# Objekt mit DOM serialisieren



## mäcjava (26. Jun 2009)

Hallo,

ich muss für ein Projekt an meiner Schule einen XML Parser auf der Grundlage von DOM schreiben(ich muss). Die Prinzipien sind mir klar nur ich habe folgendes Problem: Ich möchte dem Parser am liebsten ein Objekt liefern, indem eine ganze Menge Daten vorhanden sind: ne Menge ArrayListen und Daten aus verschiedenen Klassen. Wie kann ich da am besten vorgehen. Habe schon einiges versucht  Danke


----------



## Murray (27. Jun 2009)

Unter "XML-Parser" würden die meisten wohl etwas verstehen, was XML versteht und daraus etwas anderes macht - Du willst Deinem "Parser" aber Java-Objekte vorwerfen und dann daraus wohl XML generieren lassen; das wäre dann mehr eine Art Marshaller.

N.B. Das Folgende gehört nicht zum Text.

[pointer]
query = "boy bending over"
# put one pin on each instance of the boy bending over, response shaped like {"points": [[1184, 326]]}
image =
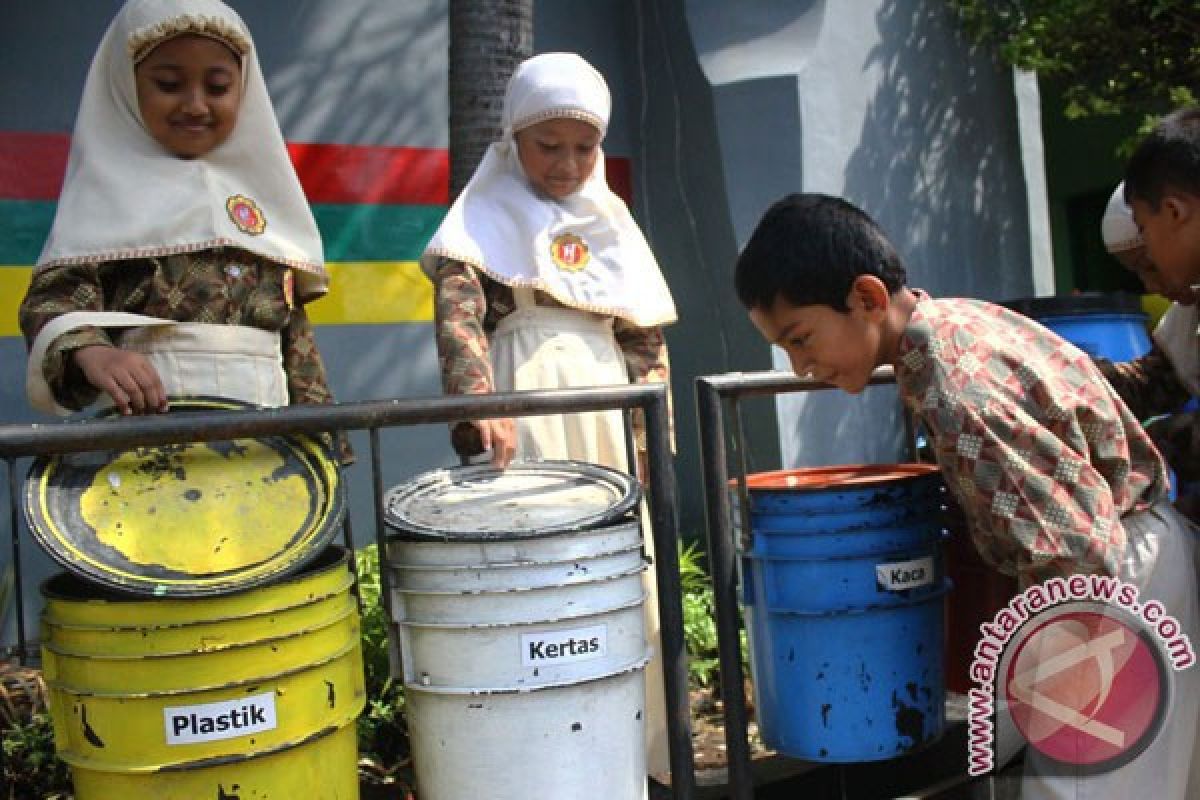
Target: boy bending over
{"points": [[1055, 474]]}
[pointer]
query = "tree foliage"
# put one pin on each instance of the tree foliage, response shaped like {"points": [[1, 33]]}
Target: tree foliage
{"points": [[1109, 56]]}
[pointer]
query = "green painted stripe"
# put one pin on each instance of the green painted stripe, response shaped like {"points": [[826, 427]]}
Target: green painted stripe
{"points": [[352, 233], [24, 226], [377, 233]]}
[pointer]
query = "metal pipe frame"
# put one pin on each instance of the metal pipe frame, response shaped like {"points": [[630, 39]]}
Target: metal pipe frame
{"points": [[120, 433], [711, 392]]}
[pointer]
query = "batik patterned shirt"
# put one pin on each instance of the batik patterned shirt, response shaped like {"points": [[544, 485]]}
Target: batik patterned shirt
{"points": [[468, 306], [1035, 444], [222, 287], [1151, 388]]}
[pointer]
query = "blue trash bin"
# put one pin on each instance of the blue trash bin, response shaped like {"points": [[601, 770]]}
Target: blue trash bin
{"points": [[844, 593], [1108, 325]]}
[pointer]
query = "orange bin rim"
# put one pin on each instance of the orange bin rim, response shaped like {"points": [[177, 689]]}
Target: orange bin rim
{"points": [[825, 477]]}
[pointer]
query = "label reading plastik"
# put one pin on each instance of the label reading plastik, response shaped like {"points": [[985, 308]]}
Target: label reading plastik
{"points": [[214, 721], [564, 647], [901, 576]]}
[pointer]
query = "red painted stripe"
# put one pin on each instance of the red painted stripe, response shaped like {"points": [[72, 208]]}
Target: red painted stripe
{"points": [[31, 167], [31, 164], [340, 173]]}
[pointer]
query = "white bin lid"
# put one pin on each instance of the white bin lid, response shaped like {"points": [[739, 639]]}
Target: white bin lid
{"points": [[527, 499]]}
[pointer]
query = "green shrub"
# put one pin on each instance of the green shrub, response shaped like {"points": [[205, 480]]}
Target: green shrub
{"points": [[383, 732], [700, 619], [30, 769]]}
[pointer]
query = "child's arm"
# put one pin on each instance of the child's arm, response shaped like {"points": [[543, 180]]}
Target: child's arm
{"points": [[303, 364], [305, 370], [460, 308], [84, 362], [647, 361], [1149, 385], [1031, 499]]}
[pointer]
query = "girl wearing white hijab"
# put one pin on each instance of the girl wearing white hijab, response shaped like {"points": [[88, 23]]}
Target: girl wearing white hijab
{"points": [[544, 281], [1159, 383], [183, 247]]}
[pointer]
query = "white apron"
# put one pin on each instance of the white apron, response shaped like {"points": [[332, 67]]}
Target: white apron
{"points": [[539, 347], [233, 361]]}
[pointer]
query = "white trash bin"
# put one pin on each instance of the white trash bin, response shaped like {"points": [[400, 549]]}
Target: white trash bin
{"points": [[517, 603]]}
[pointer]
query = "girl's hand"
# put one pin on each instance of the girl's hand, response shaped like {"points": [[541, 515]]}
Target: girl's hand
{"points": [[129, 378], [499, 437]]}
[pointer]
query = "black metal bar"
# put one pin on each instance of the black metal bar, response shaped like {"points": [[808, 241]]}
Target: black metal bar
{"points": [[18, 579], [348, 542], [382, 553], [721, 548], [663, 500], [207, 426], [723, 571]]}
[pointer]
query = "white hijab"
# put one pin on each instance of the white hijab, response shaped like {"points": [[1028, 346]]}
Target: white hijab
{"points": [[126, 197], [585, 251], [1179, 332]]}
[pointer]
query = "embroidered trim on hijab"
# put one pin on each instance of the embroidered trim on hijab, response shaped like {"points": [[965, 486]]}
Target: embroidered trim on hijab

Was genau willst/sollst Du machen?


----------



## André Uhres (27. Jun 2009)

Da er ein Objekt mit DOM serialisieren will, geht es wohl darum, eine Art XML Encoder für Bean Objekte zu bauen. Die Klasse *Introspector* liefert Informationen über eine Bean. Sie kann mit Hilfe der Reflection API die Properties, Events und Methoden einer Bean aus den Bezeichnungen der Zugriffsmethoden der Bean herauslesen.


----------



## mäcjava (27. Jun 2009)

danke - das hört sich doch gut an -- gibt es dazu code beispiele ?


----------



## Murray (27. Jun 2009)

Willst Du Beans oder beliebige Objekte als XML speichern? Muss die Objektstruktur aus dem XML wieder erzeugt werden? 
Musst Du (z.B. weil es eine Hausaufgabe ist) wirklich das Rad neu erfinden, oder kannst Du auch  eine fertige Lösung wie z.B. XStream nutzen?


----------



## mäcjava (27. Jun 2009)

Ich muss das Rad leider neu erfinden. XStream ist echt super, aber darf natürlich nicht benutzt werden. Ich will ein Objekt serialisieren und aus der XML soll wieder ein Objekt zusammengesetzt werden. Das sind keine Hausaufgaben, sondern wir machen an unserer Schule ein Projekt. Wäre für Tipps dankbar...


----------



## Murray (27. Jun 2009)

Der einfachere Teil ist das Ausschreiben als XML-Struktur. Prinzipiell muss man dazu per Reflection das auszugebenden Objekt (bzw. seine Klasse) analysieren und alle Member einzeln betrachten. Hat man einen einfachen Typ vor sich (z.B. String oder int), dann wird er ausgeschrieben. Hat man es hingegen mit einem komplexen Typen zu tun, so wird dieser rekursiv analysiert, bis man irgendwann mal bei einfachen Typen landen. Verkompliziert wird das alles durch Arrays, Collections sowie zyklische Referenzen.


----------